Pubdate: Sun, 21 Sep 2008
Source: Victoria Times-Colonist (CN BC)
Copyright: 2008 Times Colonist
Author: Richard Watts
Bookmark: (Methamphetamine - Canada)
Bookmark: (Treatment)


The scourge of crystal meth isn't limited to the male half of the 
population, say people seeking to built a recovery centre in Victoria 
for girls and young women.

"It's equal opportunity. It doesn't discriminate," said Mark 
McLaughlin, president and founder of the Crystal Meth Victoria Society.

McLaughlin said his daughter, now at home and recovering, was 
ensnared by crystal methamphetamine. Now he is working to bring a 
recovery centre for girls to Victoria along the lines of the Beacon 
of Hope House, a six-bed drug recovery facility for boys and young 
men operating in Vic West.

A joint venture of the Salvation Army, VIHA and the provincial 
government, it deals with all forms of drug use but has a special 
focus on crystal meth.

Hope House, as it's commonly called, has a yearly budget of $350,000 
and opened last year.
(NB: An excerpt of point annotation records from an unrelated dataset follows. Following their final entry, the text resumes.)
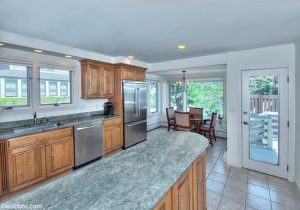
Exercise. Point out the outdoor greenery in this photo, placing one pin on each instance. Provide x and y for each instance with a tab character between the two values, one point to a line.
14	101
263	85
176	96
208	95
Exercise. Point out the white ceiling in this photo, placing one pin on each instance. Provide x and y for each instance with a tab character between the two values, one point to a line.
150	30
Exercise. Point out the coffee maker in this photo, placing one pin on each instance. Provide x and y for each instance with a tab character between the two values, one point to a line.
108	108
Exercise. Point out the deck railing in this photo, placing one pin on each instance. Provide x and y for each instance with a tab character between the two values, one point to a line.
264	103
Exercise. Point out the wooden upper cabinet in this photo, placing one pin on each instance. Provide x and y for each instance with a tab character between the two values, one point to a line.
97	80
133	73
108	82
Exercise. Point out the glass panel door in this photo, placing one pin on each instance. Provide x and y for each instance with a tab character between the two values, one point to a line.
264	118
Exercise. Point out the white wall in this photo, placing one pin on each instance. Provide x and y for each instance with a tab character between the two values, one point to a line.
79	106
297	94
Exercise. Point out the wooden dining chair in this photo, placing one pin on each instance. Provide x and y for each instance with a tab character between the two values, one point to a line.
182	121
170	118
209	127
196	112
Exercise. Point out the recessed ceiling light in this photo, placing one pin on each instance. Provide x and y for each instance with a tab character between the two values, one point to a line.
181	47
38	51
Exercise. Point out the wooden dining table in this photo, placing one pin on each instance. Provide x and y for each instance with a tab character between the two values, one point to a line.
199	121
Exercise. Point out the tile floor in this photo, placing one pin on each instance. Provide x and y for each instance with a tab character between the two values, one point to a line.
230	188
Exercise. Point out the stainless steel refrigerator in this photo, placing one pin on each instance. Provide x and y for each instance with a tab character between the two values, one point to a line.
135	112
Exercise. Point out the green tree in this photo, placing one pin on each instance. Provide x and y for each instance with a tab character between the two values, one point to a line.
208	95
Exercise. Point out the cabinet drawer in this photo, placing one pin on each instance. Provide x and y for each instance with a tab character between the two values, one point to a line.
38	138
112	122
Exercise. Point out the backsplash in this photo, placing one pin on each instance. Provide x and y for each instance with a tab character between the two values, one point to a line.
18	123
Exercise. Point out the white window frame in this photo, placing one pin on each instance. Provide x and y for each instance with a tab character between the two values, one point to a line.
205	79
157	95
74	100
29	106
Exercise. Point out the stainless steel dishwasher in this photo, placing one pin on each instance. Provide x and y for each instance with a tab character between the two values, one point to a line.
88	144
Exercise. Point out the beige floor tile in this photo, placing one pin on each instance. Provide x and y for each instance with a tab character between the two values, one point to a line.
279	206
259	191
283	199
258	181
208	207
258	174
214	186
235	194
258	202
228	204
250	208
213	199
232	182
238	175
221	169
285	188
244	170
218	177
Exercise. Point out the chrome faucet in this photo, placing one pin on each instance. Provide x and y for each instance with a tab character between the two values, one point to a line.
34	118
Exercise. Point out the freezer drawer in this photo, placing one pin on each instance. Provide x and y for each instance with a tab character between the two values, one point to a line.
135	133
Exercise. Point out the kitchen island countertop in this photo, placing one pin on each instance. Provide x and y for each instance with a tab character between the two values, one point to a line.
136	178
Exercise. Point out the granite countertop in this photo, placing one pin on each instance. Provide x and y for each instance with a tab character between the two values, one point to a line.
7	133
136	178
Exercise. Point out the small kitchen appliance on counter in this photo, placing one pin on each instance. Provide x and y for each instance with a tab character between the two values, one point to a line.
108	108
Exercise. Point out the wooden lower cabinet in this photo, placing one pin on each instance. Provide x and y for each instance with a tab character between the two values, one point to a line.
112	135
34	158
189	192
183	192
26	165
165	203
59	155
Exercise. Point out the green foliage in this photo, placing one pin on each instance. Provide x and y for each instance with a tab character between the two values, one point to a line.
13	101
263	85
176	97
208	95
23	101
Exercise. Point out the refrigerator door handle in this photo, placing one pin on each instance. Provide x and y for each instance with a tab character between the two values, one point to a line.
139	103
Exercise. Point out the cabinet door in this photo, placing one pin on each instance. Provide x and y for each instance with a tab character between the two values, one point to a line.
165	203
26	165
183	193
118	136
129	74
93	81
141	75
107	139
199	183
59	155
108	82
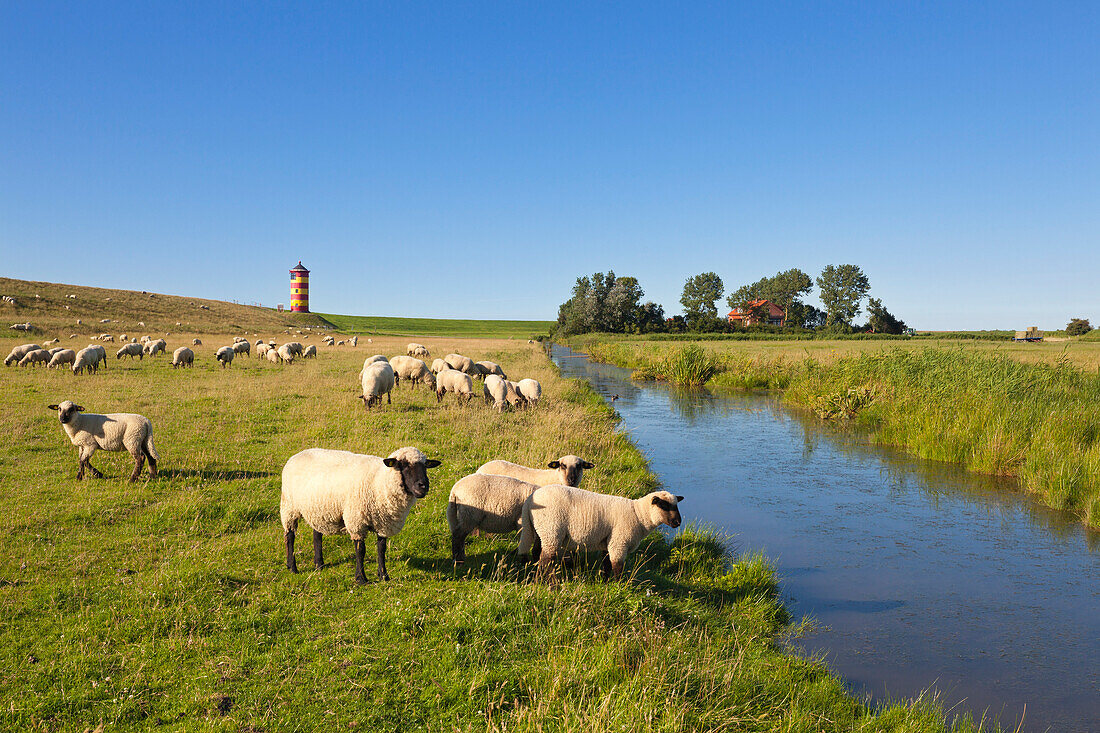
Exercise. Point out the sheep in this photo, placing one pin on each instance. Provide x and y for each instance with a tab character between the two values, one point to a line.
130	350
19	352
568	470
224	356
86	359
457	361
562	517
183	357
338	491
116	431
377	380
488	503
414	370
486	368
62	357
36	357
450	380
530	390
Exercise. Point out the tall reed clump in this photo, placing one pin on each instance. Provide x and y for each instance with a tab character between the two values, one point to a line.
1038	423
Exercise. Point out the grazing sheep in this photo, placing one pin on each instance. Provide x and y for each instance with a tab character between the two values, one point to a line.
568	470
414	370
131	350
530	390
36	357
458	362
488	503
337	491
224	356
450	380
183	357
486	368
19	352
61	357
116	431
377	379
563	518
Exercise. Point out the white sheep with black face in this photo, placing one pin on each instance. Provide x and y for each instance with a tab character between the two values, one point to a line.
484	502
338	492
568	470
563	518
116	431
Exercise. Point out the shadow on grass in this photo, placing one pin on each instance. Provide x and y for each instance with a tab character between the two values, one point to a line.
212	474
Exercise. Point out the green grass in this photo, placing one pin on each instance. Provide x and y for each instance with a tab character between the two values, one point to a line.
165	603
440	327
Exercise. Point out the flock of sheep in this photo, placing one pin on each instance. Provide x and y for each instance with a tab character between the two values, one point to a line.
337	492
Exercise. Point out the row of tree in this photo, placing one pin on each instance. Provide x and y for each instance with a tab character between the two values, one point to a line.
607	303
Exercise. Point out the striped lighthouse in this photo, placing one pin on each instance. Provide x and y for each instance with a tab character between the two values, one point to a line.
299	288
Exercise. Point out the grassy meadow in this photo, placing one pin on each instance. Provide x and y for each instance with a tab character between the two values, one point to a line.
1027	411
165	603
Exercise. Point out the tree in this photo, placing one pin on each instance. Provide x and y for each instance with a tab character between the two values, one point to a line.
881	321
842	288
1078	327
699	297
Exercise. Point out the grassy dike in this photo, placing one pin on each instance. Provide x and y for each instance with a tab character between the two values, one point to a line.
989	411
165	603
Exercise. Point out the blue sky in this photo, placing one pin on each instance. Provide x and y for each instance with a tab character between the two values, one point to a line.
472	160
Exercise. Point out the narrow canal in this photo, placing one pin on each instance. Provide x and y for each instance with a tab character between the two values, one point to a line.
920	576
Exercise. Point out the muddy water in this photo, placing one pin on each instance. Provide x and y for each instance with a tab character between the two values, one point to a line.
919	575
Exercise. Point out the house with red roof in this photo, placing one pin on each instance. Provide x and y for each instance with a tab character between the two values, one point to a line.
748	316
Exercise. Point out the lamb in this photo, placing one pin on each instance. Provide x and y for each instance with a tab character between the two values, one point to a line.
62	357
116	431
450	380
338	491
530	390
377	380
130	350
563	517
183	357
19	352
457	361
36	357
224	356
568	470
414	370
486	368
488	503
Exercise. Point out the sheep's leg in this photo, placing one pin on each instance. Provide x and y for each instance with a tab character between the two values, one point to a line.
382	559
292	565
318	557
360	550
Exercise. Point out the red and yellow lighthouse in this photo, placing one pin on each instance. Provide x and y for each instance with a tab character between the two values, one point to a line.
299	290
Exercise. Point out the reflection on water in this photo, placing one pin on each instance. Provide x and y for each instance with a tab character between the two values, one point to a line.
919	573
So far, about 75 clients aged 13 to 19 have 
gone through its doors.

Rhiannon Porcellato, program director at Hope House, said the 
facility has earned a success rate of 65-70 per cent, with "success" 
defined as six months without a relapse into drug use.

Porcellato also said over 200 telephone calls have been received from 
girls, their parents or doctors looking for similar help.

Crystal meth has been around since the 1960s, when it was called 
"speed." But latter-day home recipes, where illicit chemists cook up 
ingredients such as turpentine, cold remedies, rat poison, camp fuel 
and even cat litter, are turning out a potent, more easily ingested form.

Modern crystal meth can be smoked, snorted, eaten or injected. Five 
dollars can get you high for 24 hours. Many drug dealers are selling 
crystal meth but calling it "ecstasy," mixing it with cocaine, even 
sprinkling it on marijuana.

And the harm it causes to a body is far worse than any other narcotic 
now on the market, Porcellato said.

"Crystal meth is by far the worst," she said. "You cold do cocaine 
for five years and not have the damage you have with crystal meth 
within three months."

Users stay awake for days, even weeks at a time, often not eating. A 
body becomes so depleted that natural resistance collapses, sores 
break out all over the skin. Even the teeth and gums rot away, a 
condition known as "meth mouth."

According to people who treat crystal meth addiction, its lingering 
harm to the brain lasts for years and is perhaps even permanent. 
Crystal meth appears to destroy the brain's ability to produce the 
natural body chemicals necessary to experience happiness.

So anybody coming off crystal methamphetamine is prone to crushing 
depression, Porcellato and McLaughlin said.

Right now, besides the six beds at Hope House, five residential 
recovery beds for young people of both sexes exist in Victoria.

Porcellato said Hope House decided to go with boys initially for two 
reasons -- traditionally the Salvation Army has dealt mostly with 
males, and in counselling circles boys are considered a little less 
complicated than girls.

She said girls' addictions are often tied up with eating disorders, 
pregnancy, boyfriends and an involvement in the sex trade.

Hope House is also a new step for the Salvation Army, stepping 
specifically into the youth field. And the organization is watching 
its progress with interest.

"Victoria is sort of a flagship, or a starting point for us," said 
Brian Venables, spokesman for the Salvation Army.